After playing one song for the band, Spencer was in. "They looked at each other and said, when can you start? I was excited, because I was now the member of a really good band, which was my goal from the beginning." In addition to Spencer, the band's members include Bret Bradford (vocals); Mark Randall (guitar); Scott Garbutt (bass) and Bill Morrissey (drums). The band plays live several times every month, in San Jose and San Francisco primarily, because those are the hottest places in the Bay Area to perform, according to Spencer.

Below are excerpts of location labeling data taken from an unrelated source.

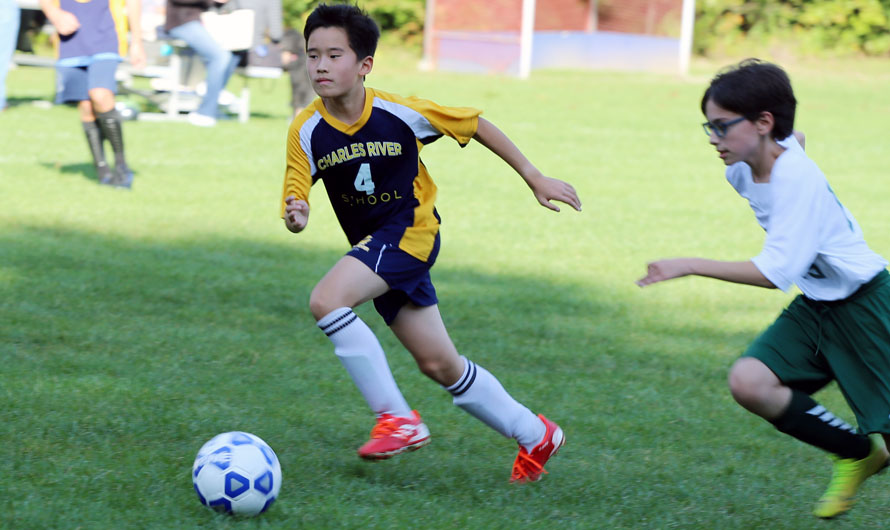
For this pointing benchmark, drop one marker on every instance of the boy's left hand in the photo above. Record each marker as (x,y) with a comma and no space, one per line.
(548,189)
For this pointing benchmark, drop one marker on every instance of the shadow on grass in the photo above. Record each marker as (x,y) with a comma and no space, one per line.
(111,343)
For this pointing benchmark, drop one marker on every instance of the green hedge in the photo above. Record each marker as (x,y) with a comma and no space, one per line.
(808,27)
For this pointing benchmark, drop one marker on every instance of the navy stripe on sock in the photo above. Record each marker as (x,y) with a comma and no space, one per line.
(466,381)
(339,324)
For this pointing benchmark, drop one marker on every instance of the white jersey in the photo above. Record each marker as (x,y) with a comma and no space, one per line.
(812,240)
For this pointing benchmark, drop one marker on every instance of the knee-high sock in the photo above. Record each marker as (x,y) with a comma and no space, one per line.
(95,142)
(480,394)
(811,423)
(359,350)
(110,123)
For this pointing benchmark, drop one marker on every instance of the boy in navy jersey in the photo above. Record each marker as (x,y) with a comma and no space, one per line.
(365,145)
(93,40)
(839,328)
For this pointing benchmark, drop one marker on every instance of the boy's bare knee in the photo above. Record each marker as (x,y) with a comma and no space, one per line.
(320,304)
(750,382)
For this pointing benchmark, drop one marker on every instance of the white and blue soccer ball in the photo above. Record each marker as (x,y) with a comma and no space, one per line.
(237,473)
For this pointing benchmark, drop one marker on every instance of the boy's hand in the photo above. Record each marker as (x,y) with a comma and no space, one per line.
(666,269)
(548,189)
(296,214)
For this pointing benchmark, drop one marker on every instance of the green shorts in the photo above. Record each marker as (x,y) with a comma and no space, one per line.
(813,343)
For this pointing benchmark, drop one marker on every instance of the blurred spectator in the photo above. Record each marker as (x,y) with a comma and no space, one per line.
(10,14)
(293,59)
(183,22)
(92,38)
(267,21)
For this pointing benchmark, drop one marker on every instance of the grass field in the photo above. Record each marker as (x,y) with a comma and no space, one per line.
(136,325)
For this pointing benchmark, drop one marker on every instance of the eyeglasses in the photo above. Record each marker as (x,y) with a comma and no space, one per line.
(719,128)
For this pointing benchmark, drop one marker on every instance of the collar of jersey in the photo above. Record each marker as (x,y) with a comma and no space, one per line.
(350,129)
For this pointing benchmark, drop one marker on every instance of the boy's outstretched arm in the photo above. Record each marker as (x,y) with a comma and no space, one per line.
(731,271)
(544,188)
(296,214)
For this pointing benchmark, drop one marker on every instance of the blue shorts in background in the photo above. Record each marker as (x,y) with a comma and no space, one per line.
(408,277)
(73,83)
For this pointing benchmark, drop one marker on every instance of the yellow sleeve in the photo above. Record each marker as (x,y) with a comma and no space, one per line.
(459,123)
(298,174)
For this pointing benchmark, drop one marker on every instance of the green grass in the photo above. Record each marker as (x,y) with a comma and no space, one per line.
(136,325)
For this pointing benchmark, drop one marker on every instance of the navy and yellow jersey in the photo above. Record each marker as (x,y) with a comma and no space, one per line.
(372,169)
(102,32)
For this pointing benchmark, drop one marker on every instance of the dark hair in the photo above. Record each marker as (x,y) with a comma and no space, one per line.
(360,28)
(752,87)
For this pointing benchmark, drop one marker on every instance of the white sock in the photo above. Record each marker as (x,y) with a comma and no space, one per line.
(482,395)
(359,350)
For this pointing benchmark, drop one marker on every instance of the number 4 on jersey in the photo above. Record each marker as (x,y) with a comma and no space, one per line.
(363,180)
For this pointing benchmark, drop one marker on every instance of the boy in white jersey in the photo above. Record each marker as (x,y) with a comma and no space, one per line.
(839,328)
(365,145)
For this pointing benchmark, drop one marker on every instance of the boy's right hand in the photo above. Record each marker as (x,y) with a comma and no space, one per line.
(296,214)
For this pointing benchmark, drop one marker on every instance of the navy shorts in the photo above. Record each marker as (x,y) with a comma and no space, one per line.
(73,83)
(408,277)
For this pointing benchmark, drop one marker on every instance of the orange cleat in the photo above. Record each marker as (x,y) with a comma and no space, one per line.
(529,467)
(393,435)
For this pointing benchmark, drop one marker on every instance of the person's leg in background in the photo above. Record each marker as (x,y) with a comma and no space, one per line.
(102,87)
(10,14)
(220,64)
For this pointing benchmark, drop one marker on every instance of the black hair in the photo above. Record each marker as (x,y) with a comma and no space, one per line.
(752,87)
(360,28)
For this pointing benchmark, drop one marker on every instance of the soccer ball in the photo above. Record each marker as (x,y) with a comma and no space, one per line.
(237,473)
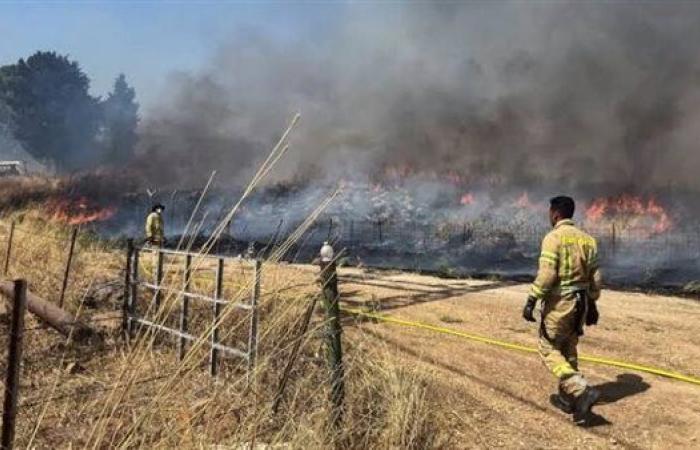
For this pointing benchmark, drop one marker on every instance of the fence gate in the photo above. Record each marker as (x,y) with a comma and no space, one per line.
(155,316)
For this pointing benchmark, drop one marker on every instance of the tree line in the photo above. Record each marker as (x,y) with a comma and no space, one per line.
(46,106)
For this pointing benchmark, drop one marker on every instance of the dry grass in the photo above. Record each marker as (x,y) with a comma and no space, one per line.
(137,394)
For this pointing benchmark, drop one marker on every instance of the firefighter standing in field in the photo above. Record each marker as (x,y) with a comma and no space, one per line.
(155,232)
(568,284)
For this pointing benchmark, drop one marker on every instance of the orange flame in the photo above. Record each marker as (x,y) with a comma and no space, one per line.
(79,211)
(523,202)
(632,211)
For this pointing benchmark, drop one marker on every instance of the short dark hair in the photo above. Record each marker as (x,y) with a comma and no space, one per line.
(563,205)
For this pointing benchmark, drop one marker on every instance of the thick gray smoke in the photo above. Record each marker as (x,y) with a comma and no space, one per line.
(574,95)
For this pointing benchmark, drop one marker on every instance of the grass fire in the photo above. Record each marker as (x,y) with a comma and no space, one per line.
(330,225)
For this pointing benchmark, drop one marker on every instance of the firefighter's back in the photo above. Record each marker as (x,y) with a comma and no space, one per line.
(578,255)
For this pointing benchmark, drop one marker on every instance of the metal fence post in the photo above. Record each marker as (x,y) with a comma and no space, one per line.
(127,285)
(8,251)
(133,292)
(253,335)
(69,260)
(214,355)
(14,362)
(329,286)
(184,309)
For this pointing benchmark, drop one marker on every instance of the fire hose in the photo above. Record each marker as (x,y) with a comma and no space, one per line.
(523,348)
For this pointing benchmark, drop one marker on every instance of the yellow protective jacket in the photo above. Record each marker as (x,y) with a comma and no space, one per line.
(154,228)
(568,262)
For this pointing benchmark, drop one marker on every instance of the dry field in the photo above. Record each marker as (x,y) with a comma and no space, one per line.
(407,388)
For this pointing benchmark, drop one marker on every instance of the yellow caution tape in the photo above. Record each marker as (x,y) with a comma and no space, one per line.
(523,348)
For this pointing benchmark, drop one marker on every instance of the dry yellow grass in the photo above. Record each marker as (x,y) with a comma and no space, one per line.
(137,394)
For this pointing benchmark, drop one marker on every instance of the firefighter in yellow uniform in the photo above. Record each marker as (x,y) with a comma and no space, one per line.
(568,285)
(155,232)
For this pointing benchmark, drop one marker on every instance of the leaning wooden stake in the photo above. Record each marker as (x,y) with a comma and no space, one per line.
(127,287)
(329,284)
(8,251)
(253,331)
(69,261)
(52,315)
(14,361)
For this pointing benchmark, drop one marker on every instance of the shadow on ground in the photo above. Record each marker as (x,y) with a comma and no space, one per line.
(626,385)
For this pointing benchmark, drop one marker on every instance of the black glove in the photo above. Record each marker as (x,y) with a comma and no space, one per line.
(528,311)
(592,315)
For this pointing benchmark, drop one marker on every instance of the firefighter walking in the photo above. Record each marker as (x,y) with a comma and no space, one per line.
(568,286)
(155,231)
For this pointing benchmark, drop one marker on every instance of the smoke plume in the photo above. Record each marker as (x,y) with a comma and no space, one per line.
(571,95)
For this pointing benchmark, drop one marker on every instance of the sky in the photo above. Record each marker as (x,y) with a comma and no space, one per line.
(148,40)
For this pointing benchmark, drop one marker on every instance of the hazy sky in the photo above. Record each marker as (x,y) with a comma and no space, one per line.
(147,40)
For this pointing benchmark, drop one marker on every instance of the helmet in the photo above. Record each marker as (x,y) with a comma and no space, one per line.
(326,252)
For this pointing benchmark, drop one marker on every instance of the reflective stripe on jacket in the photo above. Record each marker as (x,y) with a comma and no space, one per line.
(154,226)
(568,262)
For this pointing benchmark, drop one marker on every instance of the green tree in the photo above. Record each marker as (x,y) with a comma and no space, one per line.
(53,115)
(120,119)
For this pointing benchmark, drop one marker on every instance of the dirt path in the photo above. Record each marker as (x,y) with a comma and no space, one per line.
(501,396)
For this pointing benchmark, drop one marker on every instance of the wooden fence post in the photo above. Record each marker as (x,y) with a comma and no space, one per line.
(253,334)
(69,261)
(184,310)
(127,285)
(8,251)
(133,292)
(329,284)
(14,362)
(158,279)
(218,294)
(294,354)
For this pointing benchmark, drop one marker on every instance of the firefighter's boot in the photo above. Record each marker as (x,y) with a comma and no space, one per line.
(562,401)
(583,405)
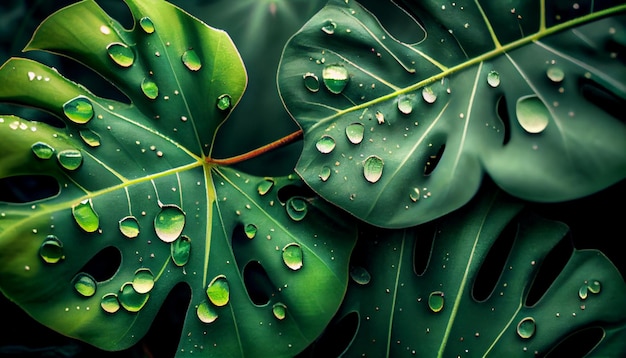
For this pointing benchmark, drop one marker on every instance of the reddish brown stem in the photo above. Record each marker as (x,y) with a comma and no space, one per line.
(261,150)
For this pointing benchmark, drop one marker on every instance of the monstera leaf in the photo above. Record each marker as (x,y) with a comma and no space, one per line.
(399,134)
(264,260)
(398,307)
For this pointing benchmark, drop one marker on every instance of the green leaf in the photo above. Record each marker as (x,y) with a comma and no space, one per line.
(404,309)
(526,92)
(141,208)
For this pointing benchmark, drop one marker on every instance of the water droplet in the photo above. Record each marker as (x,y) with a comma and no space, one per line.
(121,54)
(131,300)
(51,251)
(85,216)
(79,110)
(110,303)
(265,186)
(169,223)
(354,132)
(325,173)
(311,82)
(84,284)
(250,230)
(555,74)
(360,275)
(526,327)
(42,150)
(219,291)
(143,282)
(292,256)
(436,301)
(279,310)
(191,60)
(297,208)
(206,313)
(149,88)
(373,168)
(335,78)
(493,79)
(429,95)
(129,227)
(180,250)
(532,114)
(90,137)
(147,25)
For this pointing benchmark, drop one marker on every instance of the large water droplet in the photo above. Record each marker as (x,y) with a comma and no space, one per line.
(354,132)
(311,82)
(51,251)
(180,250)
(84,284)
(110,303)
(436,301)
(131,300)
(206,313)
(169,223)
(532,114)
(143,282)
(191,60)
(78,110)
(293,256)
(121,54)
(526,327)
(149,88)
(373,168)
(129,227)
(219,291)
(326,144)
(335,78)
(42,150)
(279,310)
(85,216)
(147,25)
(493,79)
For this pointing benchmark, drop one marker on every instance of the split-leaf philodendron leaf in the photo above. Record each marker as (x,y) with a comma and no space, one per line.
(401,308)
(399,134)
(136,182)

Bradford's music has been described by critics and insiders as a mixture of "The Eagles and Pearl Jam" and their lead singer Bret Bradford's voice has been compared to Bob Seger's. Peter Berghammer recently wrote this about Bradford: "Based out of San Francisco, Bradford has consistently produced music that pushes the rock genre out of oppression into a real world setting. Their fresh take on rock combining a fusion of sounds and influences has set them apart as one the premiere rock bands of this generation. The combination makes for driving guitar riffs, melodically haunting vocals, intense rhythms and beautifully crafted songs."
Tim Bednarz, a local music critic, former lead singer for several bands and the host of a popular South Bay podcast called C.O.A.R (Creative Original Artists Rock), is a big supporter of the band. "The music industry has changed and the old days of getting signed by a big label are pretty much over," Bednarz said. "Bradford has self-produced three albums and that's the way bands are doing it now. Their songs and the lyrics are really memorable and Bret Bradford is a great front man. The band is musically tight and they have developed a following, so if they keep plugging away and playing live as much as they can, who knows what the future can hold for this band."
In other music projects, Spencer is working with another collision lifer who he met online by chance. "I am starting a blues project with a new friend, Bryan Ashworth," he said. "I met him through the music network and found out that he is a body technician who works in Tracy, CA for a shop. We've become very good friends and we're excited about this project."
Doing estimates and overseeing a staff of 20 at the shop during the day and practicing his music and doing gigs in the evenings makes for a busy life, but Spencer loves it all. "I wouldn't do it any other way," he said. "Creating music and playing it for people--what's better than that?"